Owners of appreciated securities or real estate.

There usually are two reasons for clients to consider taking advantage of a charitable giving strategy. One, the client has significantly appreciated, low basis assets and two, the client has money that he or she never intends to need or spend.

Private foundations and charitable remainder trusts are two of the more popular tools that financial advisors, along with their clients attorneys, recommend for charitable giving strategies.

Private Foundations. According to the PricewaterhouseCoopers Guide to Charitable Giving, a private foundation is a tax-exempt organization that is organized and operated exclusively for religious, charitable, scientific, literary, or educational purposes but does not meet the broad public support requirements that would classify it as a public charity. Private foundations also are considered Section 501(c)(3) organizations. An individual or family often establishes a private foundation. In addition, many corporations establish foundations in their names.

The major difference between public charities and private foundations is the limitations on deductions. Another important difference is that most private foundations are subject to an excise tax on investment income each year.
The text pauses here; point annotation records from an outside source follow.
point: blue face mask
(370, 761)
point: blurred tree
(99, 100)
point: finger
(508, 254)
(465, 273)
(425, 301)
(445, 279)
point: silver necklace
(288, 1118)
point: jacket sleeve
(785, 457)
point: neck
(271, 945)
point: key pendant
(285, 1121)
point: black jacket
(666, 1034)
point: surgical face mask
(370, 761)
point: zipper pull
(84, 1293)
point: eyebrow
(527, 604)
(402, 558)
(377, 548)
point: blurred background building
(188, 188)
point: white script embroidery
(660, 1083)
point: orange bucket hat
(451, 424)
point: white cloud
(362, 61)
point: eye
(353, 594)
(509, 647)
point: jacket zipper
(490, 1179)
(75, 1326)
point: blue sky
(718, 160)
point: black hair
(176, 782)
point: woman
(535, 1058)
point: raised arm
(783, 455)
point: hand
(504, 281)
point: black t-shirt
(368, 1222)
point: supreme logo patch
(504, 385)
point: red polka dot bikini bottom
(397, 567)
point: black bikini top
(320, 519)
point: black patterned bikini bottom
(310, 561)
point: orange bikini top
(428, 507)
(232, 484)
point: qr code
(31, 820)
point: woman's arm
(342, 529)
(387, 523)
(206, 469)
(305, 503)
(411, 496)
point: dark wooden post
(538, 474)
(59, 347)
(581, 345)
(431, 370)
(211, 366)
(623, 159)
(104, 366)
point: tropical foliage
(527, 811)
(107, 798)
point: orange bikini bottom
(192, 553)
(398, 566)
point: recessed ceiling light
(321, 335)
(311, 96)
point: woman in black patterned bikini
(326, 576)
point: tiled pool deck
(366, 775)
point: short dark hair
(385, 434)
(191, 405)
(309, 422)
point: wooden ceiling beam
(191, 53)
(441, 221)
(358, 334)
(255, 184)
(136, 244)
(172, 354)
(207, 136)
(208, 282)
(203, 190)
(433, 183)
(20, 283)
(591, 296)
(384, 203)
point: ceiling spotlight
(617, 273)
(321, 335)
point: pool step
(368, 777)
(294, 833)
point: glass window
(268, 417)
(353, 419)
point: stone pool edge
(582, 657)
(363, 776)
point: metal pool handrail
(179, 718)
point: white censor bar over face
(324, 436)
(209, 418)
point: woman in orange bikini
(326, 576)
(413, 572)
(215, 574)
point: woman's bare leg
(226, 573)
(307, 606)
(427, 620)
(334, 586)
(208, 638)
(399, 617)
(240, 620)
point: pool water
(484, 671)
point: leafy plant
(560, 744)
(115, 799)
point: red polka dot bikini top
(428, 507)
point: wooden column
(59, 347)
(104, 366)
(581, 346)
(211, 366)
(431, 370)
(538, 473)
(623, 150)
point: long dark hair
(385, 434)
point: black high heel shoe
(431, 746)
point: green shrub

You dont have to be an athlete or a celebrity to have a private foundation. If a client is interested in setting up a private foundation, be sure to work with an experienced tax attorney and accountant. Federal and state laws can be very complicated, and its necessary to follow them all to maintain the foundations tax-exempt status.

For example, there may be limits on who can be a director of the foundation. The founders probably can play a role in the operation of the foundation, and so can friends or relatives, but some outside oversight may be required. Tax laws can be tricky, too. There are limits as to how large a deduction one can take, in relation to his or her income, if he or she makes donations to a private foundation.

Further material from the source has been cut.